Des Unes noircies pour les journaux australiens dénonçant l’érosion de la liberté de la presse

Des Unes noircies pour les journaux australiens dénonçant l’érosion de la liberté de la presse
AFP

Les Unes des quotidiens australiens étaient noircies lundi pour réclamer une meilleure protection de la liberté de la presse dans le pays, secoué il y a peu par des perquisitions visant les médias.

Les premières pages des plus grands quotidiens étaient toutes biffées de noir dans le cadre d’une campagne menée par une vingtaine de médias et syndicats pour exiger du gouvernement des réformes législatives garantissant la liberté de la presse.

La campagne «Your right to know» (votre droit de savoir, en français) avait débuté dès dimanche soir avec des spots télévisés interrogeant les spectateurs avec la question: «Quand le gouvernement vous cache la vérité, qu’est-ce qu’il vous cache?».

Le Sydney Morning Herald exige lundi une «réforme significative pour mettre fin à la suppression d’information» et un autre grand quotidien, The Australian, déplore «une attaque soutenue contre les droits des journalistes». Celui-ci relève que depuis 2002, 75 lois fédérales ont été introduites au nom de la protection de la sécurité nationale, amenuisant aussi les possibilités de couvrir le processus décisionnel dans le pays.

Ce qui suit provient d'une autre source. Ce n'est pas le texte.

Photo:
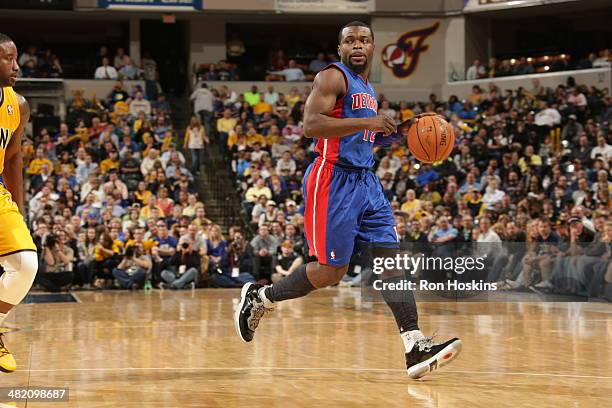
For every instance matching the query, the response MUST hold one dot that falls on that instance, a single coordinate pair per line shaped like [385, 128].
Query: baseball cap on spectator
[185, 239]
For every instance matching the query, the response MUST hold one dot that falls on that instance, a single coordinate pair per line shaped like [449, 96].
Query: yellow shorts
[14, 233]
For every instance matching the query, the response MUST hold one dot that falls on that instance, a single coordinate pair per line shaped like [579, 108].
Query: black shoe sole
[243, 293]
[439, 360]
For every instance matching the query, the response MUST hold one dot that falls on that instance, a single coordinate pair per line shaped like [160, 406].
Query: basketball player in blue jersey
[344, 201]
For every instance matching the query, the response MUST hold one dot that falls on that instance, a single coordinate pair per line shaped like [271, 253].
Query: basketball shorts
[14, 233]
[344, 209]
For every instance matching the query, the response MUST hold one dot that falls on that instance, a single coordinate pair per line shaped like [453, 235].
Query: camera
[50, 241]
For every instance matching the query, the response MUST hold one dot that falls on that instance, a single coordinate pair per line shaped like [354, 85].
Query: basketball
[431, 138]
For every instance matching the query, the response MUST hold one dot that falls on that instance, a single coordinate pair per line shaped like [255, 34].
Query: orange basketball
[431, 138]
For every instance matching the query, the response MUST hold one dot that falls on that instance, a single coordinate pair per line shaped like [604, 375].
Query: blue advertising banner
[152, 5]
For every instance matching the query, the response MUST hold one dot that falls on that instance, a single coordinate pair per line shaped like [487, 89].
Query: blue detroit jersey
[359, 101]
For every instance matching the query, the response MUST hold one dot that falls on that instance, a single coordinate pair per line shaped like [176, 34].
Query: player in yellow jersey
[17, 250]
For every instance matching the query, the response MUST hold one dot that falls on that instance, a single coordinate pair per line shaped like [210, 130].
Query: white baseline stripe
[327, 369]
[180, 325]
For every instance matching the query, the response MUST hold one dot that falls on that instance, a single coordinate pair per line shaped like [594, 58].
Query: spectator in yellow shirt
[147, 210]
[405, 112]
[252, 97]
[36, 165]
[253, 137]
[259, 189]
[226, 123]
[529, 159]
[112, 162]
[262, 107]
[147, 244]
[412, 204]
[293, 97]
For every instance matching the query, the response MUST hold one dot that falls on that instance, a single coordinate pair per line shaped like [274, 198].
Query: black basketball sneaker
[427, 356]
[249, 311]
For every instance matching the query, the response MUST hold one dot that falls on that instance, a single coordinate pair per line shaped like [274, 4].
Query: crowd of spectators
[530, 65]
[45, 63]
[279, 68]
[529, 165]
[523, 158]
[111, 200]
[35, 63]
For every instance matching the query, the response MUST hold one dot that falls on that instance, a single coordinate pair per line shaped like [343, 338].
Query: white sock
[268, 304]
[410, 338]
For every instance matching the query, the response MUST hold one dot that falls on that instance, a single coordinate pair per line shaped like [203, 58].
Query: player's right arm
[327, 87]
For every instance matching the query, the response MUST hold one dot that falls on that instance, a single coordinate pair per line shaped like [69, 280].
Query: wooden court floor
[179, 349]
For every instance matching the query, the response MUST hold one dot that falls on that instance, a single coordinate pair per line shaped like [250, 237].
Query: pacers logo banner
[325, 6]
[402, 57]
[152, 5]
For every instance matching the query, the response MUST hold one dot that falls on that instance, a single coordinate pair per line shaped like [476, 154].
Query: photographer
[133, 268]
[240, 263]
[182, 268]
[57, 258]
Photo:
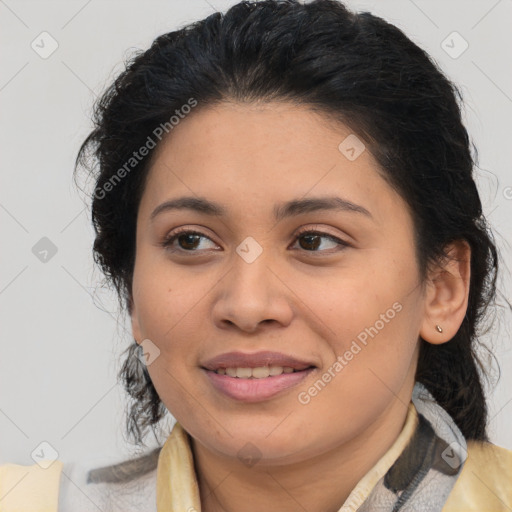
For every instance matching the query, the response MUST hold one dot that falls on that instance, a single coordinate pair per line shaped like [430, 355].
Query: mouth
[259, 384]
[261, 372]
[255, 377]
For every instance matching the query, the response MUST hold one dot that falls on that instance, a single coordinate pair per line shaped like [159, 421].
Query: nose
[253, 294]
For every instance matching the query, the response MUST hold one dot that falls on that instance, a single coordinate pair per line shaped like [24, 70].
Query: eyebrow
[281, 211]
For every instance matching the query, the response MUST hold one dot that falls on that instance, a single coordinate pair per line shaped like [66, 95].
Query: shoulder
[127, 486]
[485, 482]
[34, 487]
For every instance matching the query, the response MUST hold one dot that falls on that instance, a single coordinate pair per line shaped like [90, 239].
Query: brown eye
[311, 240]
[187, 240]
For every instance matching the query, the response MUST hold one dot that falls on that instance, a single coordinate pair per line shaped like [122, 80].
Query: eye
[313, 238]
[183, 236]
[188, 240]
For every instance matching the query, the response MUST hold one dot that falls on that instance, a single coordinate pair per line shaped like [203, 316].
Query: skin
[298, 298]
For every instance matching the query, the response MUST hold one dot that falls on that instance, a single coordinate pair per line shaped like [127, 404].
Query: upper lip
[254, 360]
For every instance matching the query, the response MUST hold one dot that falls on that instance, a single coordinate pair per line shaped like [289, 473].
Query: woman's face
[346, 300]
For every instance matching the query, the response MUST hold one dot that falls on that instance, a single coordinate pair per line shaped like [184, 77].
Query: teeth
[256, 373]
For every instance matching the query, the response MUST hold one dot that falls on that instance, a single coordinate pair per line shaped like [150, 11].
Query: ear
[446, 294]
[136, 332]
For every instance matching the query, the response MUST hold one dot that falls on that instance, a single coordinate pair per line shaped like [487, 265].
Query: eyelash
[184, 231]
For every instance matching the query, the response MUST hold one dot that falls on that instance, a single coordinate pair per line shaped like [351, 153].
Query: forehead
[264, 152]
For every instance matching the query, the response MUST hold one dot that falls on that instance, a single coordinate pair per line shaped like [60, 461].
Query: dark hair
[353, 67]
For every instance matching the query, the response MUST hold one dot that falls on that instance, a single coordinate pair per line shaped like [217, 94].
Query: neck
[319, 484]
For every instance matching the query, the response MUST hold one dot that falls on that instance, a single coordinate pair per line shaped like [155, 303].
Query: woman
[284, 202]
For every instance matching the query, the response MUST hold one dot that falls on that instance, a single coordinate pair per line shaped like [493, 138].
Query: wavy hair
[353, 67]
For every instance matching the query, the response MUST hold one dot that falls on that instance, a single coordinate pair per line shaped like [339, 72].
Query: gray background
[61, 334]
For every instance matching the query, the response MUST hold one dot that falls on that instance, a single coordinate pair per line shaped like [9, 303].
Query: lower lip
[256, 390]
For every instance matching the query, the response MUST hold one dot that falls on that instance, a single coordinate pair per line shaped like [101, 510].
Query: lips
[255, 360]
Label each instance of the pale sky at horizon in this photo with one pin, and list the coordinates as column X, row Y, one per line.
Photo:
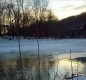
column 66, row 8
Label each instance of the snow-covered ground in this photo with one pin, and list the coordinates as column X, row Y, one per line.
column 45, row 45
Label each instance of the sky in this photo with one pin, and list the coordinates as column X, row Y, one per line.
column 66, row 8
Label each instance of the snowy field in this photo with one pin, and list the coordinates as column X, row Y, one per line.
column 10, row 49
column 46, row 46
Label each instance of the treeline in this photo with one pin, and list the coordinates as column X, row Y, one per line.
column 71, row 27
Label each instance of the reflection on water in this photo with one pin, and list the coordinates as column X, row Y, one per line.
column 51, row 68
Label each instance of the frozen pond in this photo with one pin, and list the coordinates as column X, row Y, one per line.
column 55, row 62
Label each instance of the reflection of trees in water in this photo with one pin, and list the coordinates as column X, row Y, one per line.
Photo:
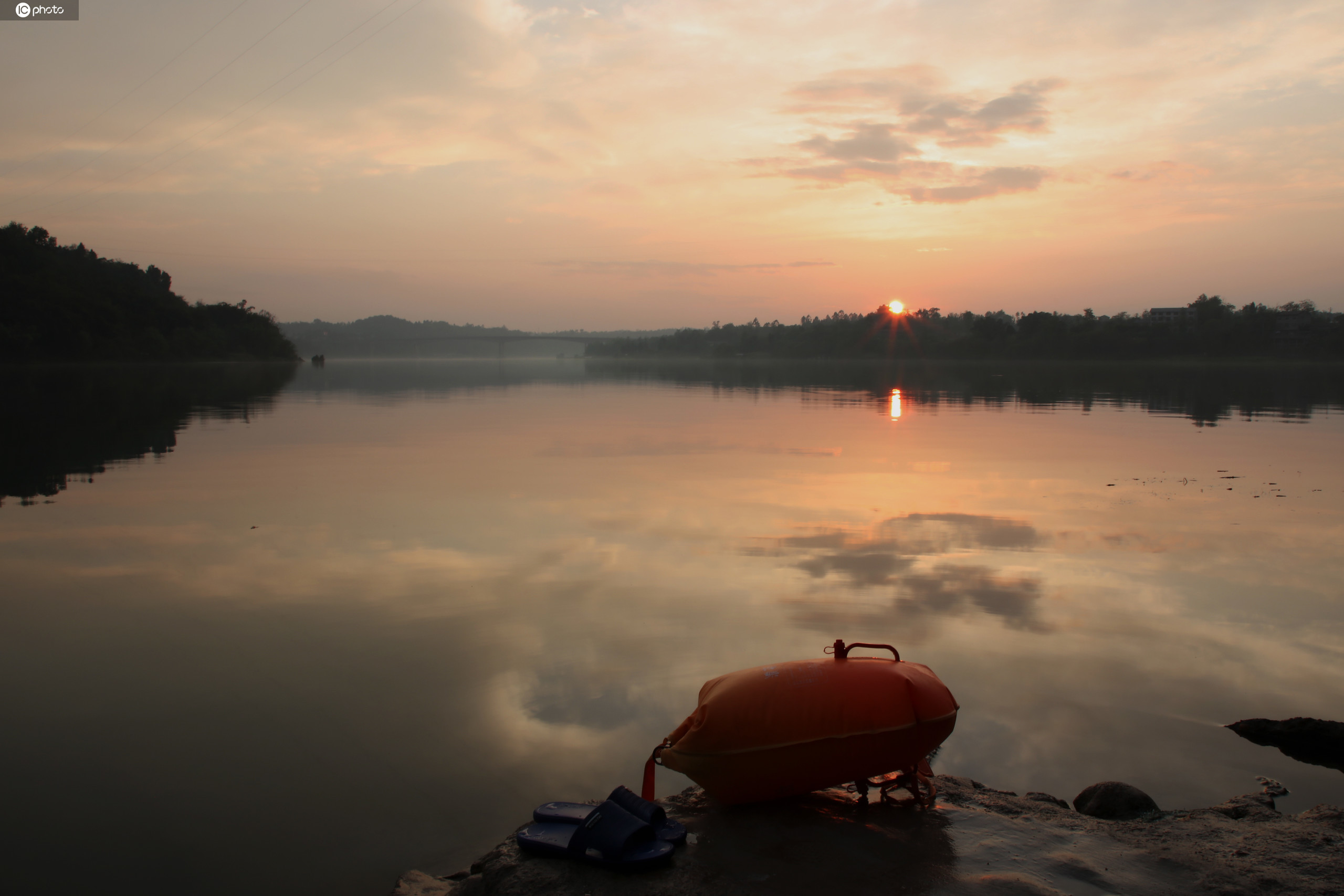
column 65, row 422
column 1206, row 393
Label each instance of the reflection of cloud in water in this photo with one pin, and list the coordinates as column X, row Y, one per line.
column 949, row 589
column 570, row 696
column 887, row 556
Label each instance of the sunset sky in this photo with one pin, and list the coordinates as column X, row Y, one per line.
column 646, row 164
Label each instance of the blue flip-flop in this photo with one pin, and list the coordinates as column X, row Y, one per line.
column 609, row 836
column 648, row 812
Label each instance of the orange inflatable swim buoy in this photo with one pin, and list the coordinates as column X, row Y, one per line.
column 803, row 726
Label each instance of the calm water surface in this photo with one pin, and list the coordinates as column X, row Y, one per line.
column 301, row 630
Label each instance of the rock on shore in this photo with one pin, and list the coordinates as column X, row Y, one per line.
column 978, row 841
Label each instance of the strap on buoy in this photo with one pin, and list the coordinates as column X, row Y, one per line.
column 842, row 652
column 647, row 789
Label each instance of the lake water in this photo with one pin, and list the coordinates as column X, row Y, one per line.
column 298, row 630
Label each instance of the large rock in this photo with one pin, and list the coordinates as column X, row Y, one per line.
column 1315, row 741
column 1115, row 800
column 979, row 841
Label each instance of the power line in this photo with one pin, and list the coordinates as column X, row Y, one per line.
column 194, row 90
column 127, row 96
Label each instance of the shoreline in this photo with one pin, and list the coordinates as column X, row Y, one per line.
column 975, row 841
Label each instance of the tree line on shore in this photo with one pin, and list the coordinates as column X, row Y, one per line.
column 1206, row 328
column 65, row 303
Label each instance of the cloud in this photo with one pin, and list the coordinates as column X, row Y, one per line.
column 908, row 107
column 925, row 108
column 674, row 269
column 865, row 143
column 975, row 530
column 979, row 186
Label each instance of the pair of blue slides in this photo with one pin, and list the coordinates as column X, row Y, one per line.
column 624, row 832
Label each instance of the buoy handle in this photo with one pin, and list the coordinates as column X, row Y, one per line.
column 842, row 652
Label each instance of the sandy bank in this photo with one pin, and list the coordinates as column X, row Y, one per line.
column 976, row 842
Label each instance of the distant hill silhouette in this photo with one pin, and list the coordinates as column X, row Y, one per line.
column 1205, row 328
column 65, row 303
column 387, row 336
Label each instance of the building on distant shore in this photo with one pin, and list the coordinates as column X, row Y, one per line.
column 1170, row 315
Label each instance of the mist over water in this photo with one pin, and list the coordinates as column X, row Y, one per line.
column 306, row 629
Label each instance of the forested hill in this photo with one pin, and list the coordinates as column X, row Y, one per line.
column 65, row 303
column 1205, row 328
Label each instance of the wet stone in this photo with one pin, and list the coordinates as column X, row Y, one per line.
column 1115, row 800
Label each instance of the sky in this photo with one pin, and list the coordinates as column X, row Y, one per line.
column 649, row 164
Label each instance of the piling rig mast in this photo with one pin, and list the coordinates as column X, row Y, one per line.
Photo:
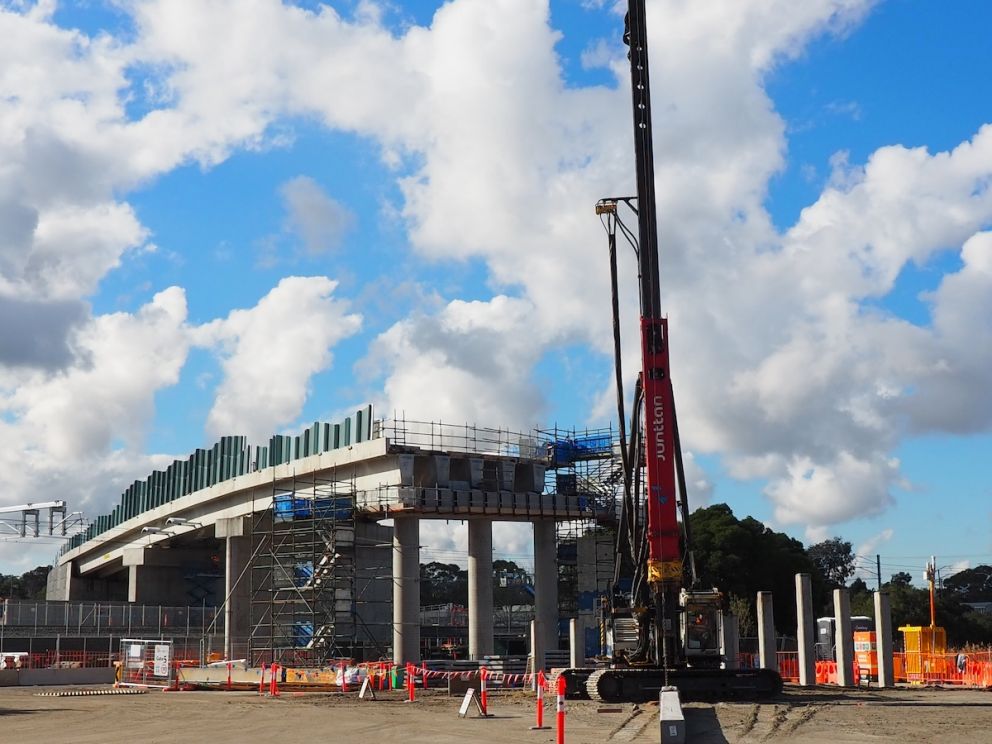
column 665, row 631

«C’est sans précédent de voir la Une de tous les journaux soulevant le même problème auquel nous sommes confrontés, car ceci est grave, c’est très grave pour tous les Australiens, pas seulement pour les médias, or c’est notre job de servir notre communauté», commente Michael Miller, directeur exécutif de News Corp Australasia, appartenant à la famille de Rupert Murdoch.

L’industrie des médias formule six demandes claires au Premier ministre conservateur Scott Morrison et vise particulièrement la protection des lanceurs d’alerte, et un assouplissement de la loi sur la diffamation, une des plus strictes au monde.

Cette mobilisation des rédactions australiennes, répond entre autres à des perquisitions très critiquées en juin dernier dans les locaux du média public ABC et au domicile d’une journaliste de News Corp à Canberra. Celles-ci pourraient donner lieu à des poursuites judiciaires contre trois reporters. Ce sont «des attaques portées à la liberté de la presse en Australie mais elles ne représentent que la partie émergée de l’iceberg», critique Paul Murphy, chef du syndicat Media Entertainment and Arts Alliance.

Le Premier ministre a assuré que son gouvernement croirait toujours en la liberté de la presse, ajoutant aussi qu’il croit «en l’Etat de droit et que personne n’est au-dessus, ni moi ou qui que ce soit, ou les journalistes».

Au classement mondial de la liberté de la presse en 2019, l’Australie est placée 21e, la Belgique 9e en 2019, dans un index dominé par la Norvège, la Suède et la Finlande.